As an employee, it's important for you to know then you're able to obtain compensation for workplace injuries. If you're working day after day at the same job, there is a potential that you could suffer from something called a repetitive strain injury. This injury happens when you do the same movements many times, straining the muscles, ligaments and joints.
Sometimes, repetitive strain injuries require medical attention. For example, if you type for your job, it's possible for you to develop tendinitis or carpal tunnel. Both could require surgery, pain medications or other medical interventions. The good news is that your workers' compensation insurance should cover all your medical needs.

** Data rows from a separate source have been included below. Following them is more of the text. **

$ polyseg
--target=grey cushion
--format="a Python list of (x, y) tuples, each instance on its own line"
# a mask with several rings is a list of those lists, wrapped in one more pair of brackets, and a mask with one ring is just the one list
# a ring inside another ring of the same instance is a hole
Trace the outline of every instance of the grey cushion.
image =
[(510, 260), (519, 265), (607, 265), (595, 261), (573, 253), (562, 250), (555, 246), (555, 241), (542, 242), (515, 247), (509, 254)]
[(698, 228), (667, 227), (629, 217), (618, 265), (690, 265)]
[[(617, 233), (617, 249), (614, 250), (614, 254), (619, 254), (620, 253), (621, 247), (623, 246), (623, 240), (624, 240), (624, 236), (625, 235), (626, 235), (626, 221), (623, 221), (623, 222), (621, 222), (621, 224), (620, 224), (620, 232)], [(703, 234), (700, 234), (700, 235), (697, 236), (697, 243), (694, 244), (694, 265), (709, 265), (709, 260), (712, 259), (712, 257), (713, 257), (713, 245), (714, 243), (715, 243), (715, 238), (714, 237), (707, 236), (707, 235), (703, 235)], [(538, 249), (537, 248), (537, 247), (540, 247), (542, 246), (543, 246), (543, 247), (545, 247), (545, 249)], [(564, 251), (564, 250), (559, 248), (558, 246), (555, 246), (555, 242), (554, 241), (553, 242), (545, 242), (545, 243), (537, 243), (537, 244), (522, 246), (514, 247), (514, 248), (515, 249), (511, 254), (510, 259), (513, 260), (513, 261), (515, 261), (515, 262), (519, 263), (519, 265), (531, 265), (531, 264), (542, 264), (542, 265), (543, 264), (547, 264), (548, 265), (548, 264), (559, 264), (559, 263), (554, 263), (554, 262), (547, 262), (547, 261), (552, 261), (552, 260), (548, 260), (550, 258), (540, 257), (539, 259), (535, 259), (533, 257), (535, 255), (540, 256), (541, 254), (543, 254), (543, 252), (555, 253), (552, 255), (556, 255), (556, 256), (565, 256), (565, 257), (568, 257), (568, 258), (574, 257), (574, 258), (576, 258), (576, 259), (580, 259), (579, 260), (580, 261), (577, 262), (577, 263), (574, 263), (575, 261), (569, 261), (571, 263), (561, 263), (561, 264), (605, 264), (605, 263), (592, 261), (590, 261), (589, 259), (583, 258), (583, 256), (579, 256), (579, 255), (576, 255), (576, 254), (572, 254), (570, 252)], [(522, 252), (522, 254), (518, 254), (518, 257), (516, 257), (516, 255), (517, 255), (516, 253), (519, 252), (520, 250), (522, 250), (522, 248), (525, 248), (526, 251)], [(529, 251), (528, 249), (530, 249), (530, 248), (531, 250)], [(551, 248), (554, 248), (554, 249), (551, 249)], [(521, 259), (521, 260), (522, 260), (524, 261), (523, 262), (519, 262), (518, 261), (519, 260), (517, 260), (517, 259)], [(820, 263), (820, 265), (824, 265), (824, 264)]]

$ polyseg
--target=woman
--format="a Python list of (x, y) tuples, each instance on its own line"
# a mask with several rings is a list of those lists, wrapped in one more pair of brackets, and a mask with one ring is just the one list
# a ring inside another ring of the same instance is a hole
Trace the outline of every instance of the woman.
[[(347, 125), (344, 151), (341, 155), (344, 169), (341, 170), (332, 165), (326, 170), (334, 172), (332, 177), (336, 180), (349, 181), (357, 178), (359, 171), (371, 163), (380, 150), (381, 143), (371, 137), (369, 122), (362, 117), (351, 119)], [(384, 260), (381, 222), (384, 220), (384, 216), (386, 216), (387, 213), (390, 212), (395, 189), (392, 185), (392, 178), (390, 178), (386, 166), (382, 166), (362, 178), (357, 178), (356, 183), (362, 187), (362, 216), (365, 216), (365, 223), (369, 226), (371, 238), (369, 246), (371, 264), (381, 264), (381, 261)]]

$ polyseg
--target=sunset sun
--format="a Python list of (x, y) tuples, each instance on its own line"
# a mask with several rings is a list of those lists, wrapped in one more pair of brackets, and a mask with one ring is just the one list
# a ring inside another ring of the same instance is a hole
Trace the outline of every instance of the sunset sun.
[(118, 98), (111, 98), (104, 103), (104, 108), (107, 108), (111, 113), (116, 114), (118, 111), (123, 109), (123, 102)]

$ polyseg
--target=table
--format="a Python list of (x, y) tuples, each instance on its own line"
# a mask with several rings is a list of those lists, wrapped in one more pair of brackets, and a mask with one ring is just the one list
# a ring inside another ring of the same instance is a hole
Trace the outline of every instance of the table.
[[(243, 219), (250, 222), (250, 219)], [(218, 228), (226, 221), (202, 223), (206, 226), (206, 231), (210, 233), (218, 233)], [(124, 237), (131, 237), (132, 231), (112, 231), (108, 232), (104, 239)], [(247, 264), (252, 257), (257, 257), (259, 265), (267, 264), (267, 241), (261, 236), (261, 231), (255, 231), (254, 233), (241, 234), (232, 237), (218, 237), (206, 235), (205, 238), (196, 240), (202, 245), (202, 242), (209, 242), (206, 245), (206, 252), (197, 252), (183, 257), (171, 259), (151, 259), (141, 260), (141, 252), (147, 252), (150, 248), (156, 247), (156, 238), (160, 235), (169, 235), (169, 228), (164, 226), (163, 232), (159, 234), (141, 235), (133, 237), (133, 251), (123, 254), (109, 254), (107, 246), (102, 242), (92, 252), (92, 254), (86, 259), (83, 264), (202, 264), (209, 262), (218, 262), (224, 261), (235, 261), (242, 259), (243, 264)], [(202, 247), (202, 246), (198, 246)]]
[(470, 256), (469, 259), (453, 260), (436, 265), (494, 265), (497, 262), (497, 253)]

Filing a repetitive injury claim
Filing a repetitive injury claim is important if you're struggling with any injury that is the result of your daily work load. You should let your employer know that you have received medical care for an injury or that you wish to do so. He or she should then help you file a claim with the workers' compensation insurance company.
Your employer may not restrict you from filing a claim. If you struggle to make a claim because of your employer's intervention, then you should speak with your attorney about the next steps to take.
If you are able to file the claim, you'll be able to get the medical attention you need right away. In most cases, workers' compensation approves injuries that happen on the job without a problem. If your claim is denied for some reason, then you may appeal the denial with information about your injury and facts linking it to your workplace.
Recovering from repetitive strain
Once you receive an approval for your claim and are seeking medical attention for your injury, remember that it may require time to heal. If you need time off work, workers' compensation should begin to cover a portion of your lost wages as well, so you can focus on recovering.
For most strain injuries, a good protocol to follow is to rest the area that is overworked, to stretch it gently and to use heat or ice to treat pain. In some cases, medical providers may prescribe you with pain medications or muscle relaxants. Some will order physical therapy to help adjust posture or to address issues with how the body works functionally.
In many cases, these injuries heal on their own with time. With enough rest and time to recover, you can feel better.